Doch Vladislaw stachelte ihr verzagter Ausruf nur noch mehr an. Er vergrub sein Gesicht an ihren Hals und saugte sich mit den Lippen daran fest.

Als er dann auch noch anfing, ein Knie zwischen ihre Beine zu schieben, bäumte Jeni sich unter ihm auf.

Doch Vladislaw war zu schwer und massig, um ihn einfach abschütteln zu können.

Da verspürte Jeni plötzlich ein schmerzhaftes Stechen zwischen ihren Brüsten.

Verwundert stellte sie fest, dass dieser Schmerz von ihrem Glücksbringer herrührte, den sie vor einigen Wochen von ihrer Großmutter geschenkt bekommen hatte, als diese im Sterben lag.

Vladislaw schien auch irgend etwas gespürt zu haben, denn er richtete seinen Oberkörper abrupt auf und starrte mit finsterer Miene auf Jeni herab.

Sein Blick wanderte zu ihren Brüsten hinab – und seltsamerweise trat ein Ausdruck tiefen Erschreckens in sein derbes Antlitz.

»Was ist denn das für eine Hexerei?«, rief Vladislaw alarmiert und richtete sich halb auf.

Als Jeni den Kopf hob, sah sie, dass der Talisman ihrer Großmutter zwischen den Aufschlägen ihrer Bluse hervorgerutscht war.

Doch etwas stimmte mit dem Amulett nicht, das an einer feinen goldenen Kette um Jenis Hals hing.

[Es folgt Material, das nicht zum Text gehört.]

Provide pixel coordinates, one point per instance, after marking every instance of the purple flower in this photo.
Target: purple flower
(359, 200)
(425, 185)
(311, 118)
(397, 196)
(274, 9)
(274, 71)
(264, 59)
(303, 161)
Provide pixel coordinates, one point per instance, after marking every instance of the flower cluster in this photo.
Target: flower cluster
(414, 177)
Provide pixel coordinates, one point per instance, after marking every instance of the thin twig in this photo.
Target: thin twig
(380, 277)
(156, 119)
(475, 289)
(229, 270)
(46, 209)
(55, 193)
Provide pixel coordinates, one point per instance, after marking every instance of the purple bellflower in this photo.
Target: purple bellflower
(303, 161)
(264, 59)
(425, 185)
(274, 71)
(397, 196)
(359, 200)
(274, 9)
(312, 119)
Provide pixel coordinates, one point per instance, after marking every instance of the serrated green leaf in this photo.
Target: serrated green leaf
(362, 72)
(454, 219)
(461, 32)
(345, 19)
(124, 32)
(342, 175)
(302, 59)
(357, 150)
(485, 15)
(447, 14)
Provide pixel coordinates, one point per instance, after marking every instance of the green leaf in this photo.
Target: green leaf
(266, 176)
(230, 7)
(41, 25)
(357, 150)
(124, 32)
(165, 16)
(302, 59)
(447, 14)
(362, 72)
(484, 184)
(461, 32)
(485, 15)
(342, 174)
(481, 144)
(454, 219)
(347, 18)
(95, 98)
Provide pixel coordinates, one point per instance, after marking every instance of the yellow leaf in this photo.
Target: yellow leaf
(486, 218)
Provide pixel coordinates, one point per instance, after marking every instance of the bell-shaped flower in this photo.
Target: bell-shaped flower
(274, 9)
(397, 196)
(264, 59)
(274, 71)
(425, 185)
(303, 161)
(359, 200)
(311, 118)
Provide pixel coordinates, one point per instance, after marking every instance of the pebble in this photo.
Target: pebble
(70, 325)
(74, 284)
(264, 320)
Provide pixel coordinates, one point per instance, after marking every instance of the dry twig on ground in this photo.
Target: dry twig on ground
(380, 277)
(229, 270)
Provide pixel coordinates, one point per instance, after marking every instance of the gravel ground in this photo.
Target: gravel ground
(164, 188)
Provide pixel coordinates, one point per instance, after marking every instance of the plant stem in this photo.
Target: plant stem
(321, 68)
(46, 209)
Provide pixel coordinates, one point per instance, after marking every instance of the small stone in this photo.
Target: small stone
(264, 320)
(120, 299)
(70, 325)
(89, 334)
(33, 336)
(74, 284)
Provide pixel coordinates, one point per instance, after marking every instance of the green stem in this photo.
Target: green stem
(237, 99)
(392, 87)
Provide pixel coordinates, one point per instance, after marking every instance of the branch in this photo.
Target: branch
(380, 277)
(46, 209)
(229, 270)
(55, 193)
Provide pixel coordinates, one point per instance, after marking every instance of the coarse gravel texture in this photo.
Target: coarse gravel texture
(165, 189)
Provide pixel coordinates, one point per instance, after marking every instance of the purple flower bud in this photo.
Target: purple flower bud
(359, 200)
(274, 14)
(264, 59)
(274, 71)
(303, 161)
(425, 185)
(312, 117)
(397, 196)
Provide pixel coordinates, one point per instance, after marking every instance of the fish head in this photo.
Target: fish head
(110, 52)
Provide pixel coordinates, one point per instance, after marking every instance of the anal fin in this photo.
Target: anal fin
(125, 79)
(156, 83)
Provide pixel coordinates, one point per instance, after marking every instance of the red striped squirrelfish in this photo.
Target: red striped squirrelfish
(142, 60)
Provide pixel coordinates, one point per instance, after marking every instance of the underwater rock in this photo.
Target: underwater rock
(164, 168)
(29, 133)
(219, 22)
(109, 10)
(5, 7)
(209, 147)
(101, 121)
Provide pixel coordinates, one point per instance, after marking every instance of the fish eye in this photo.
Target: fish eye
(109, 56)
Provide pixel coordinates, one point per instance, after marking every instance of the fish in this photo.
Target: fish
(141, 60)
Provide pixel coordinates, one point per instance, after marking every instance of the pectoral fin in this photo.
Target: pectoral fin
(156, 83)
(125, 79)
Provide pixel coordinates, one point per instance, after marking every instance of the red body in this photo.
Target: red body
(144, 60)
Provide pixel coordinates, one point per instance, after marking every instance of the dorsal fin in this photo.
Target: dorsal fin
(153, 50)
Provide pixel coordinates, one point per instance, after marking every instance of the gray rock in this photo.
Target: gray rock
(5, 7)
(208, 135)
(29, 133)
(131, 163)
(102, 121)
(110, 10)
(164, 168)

Der Anhänger stellte ein verschlungenes Kreuz dar – und dieses Kreuz schien nun von innen heraus hell zu leuchten.

Erschreckt ließ Vladislaw von Jeni ab und stand hastig auf. »Du bist eine Hexe!«, rief er ängstlich.

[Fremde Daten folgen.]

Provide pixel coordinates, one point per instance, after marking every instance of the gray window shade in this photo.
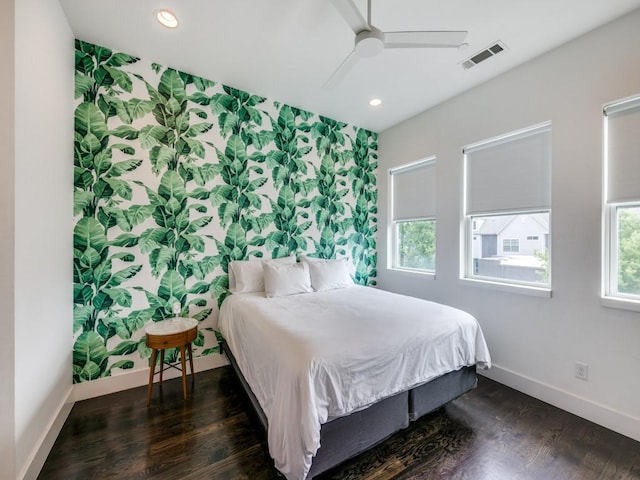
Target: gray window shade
(414, 191)
(623, 151)
(511, 173)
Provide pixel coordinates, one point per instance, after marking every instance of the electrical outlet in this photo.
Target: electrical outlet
(582, 371)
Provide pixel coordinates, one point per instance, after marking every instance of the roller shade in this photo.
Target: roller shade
(623, 151)
(414, 191)
(510, 173)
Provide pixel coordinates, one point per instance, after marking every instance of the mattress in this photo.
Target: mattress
(313, 357)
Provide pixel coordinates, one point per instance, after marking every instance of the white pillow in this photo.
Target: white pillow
(283, 279)
(329, 274)
(246, 275)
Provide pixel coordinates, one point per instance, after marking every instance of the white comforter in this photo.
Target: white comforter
(315, 356)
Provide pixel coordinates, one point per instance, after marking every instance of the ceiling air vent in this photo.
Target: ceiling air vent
(483, 55)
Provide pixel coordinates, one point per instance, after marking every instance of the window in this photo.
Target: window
(507, 209)
(413, 223)
(510, 245)
(622, 203)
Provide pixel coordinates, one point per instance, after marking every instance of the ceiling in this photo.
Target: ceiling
(287, 49)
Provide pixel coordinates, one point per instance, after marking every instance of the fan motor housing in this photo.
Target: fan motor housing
(369, 43)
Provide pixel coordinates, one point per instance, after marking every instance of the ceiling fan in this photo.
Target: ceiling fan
(370, 41)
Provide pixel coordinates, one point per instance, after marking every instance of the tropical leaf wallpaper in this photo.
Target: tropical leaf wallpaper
(175, 176)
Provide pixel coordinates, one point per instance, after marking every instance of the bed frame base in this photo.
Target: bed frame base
(346, 437)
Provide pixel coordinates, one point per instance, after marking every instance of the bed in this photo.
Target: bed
(334, 372)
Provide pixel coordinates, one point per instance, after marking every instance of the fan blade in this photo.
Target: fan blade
(351, 15)
(337, 76)
(423, 39)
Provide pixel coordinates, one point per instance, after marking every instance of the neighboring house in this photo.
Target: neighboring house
(513, 242)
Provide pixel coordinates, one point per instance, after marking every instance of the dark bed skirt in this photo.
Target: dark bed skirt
(346, 437)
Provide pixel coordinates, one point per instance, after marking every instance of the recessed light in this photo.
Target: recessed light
(166, 18)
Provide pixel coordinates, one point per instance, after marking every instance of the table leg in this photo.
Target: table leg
(152, 369)
(191, 362)
(184, 372)
(161, 366)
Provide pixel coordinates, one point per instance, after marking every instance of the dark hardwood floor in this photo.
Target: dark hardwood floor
(492, 432)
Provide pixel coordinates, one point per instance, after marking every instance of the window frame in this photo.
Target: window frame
(395, 264)
(467, 274)
(512, 245)
(393, 252)
(610, 296)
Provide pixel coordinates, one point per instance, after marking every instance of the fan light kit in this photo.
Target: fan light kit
(370, 41)
(166, 18)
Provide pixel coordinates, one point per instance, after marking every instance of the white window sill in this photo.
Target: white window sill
(423, 273)
(543, 292)
(621, 303)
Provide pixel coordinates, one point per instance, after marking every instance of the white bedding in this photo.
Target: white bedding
(315, 356)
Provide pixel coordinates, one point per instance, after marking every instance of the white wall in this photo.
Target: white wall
(44, 58)
(7, 465)
(534, 341)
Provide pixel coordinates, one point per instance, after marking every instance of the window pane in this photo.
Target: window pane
(416, 244)
(511, 247)
(628, 248)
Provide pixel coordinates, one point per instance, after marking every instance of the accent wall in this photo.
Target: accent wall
(175, 176)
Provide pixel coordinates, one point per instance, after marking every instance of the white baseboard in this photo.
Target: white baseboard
(125, 381)
(41, 451)
(607, 417)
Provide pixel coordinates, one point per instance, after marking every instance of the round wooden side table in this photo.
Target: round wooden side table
(173, 332)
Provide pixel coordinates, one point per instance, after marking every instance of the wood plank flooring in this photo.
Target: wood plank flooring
(492, 433)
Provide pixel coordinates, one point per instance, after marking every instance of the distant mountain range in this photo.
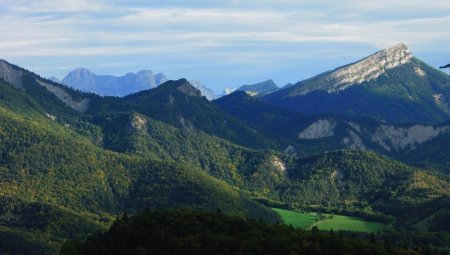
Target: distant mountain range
(108, 85)
(261, 88)
(390, 85)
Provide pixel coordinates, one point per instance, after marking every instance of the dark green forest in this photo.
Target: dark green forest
(67, 172)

Doch Jeni war über das geheimnisvolle Leuchten genauso erschrocken wie der Bauernjunge. Am liebsten hätte sie sich den unheimlichen Talisman vom Hals gerissen. Doch sie war vor Schreck wie gelähmt.

Plötzlich erlosch das Licht, und auch der Schmerz ebbte langsam wieder ab.

Voller Unbehagen richtete Jeni ihren Oberkörper auf und stützte sich mit den Ellenbogen auf dem weichen Waldboden ab.

»Was … was hat das zu bedeuten?«, fragte sie mit rauer Stimme wie zu sich selbst.

»Du hast mich bestimmt verhext, Jeni!«, schrie Vladislaw mit überschnappender Stimme und wich ängstlich vor der jungen Frau zurück.

»Rede keinen Unsinn!«, erwiderte Jeni unbehaglich.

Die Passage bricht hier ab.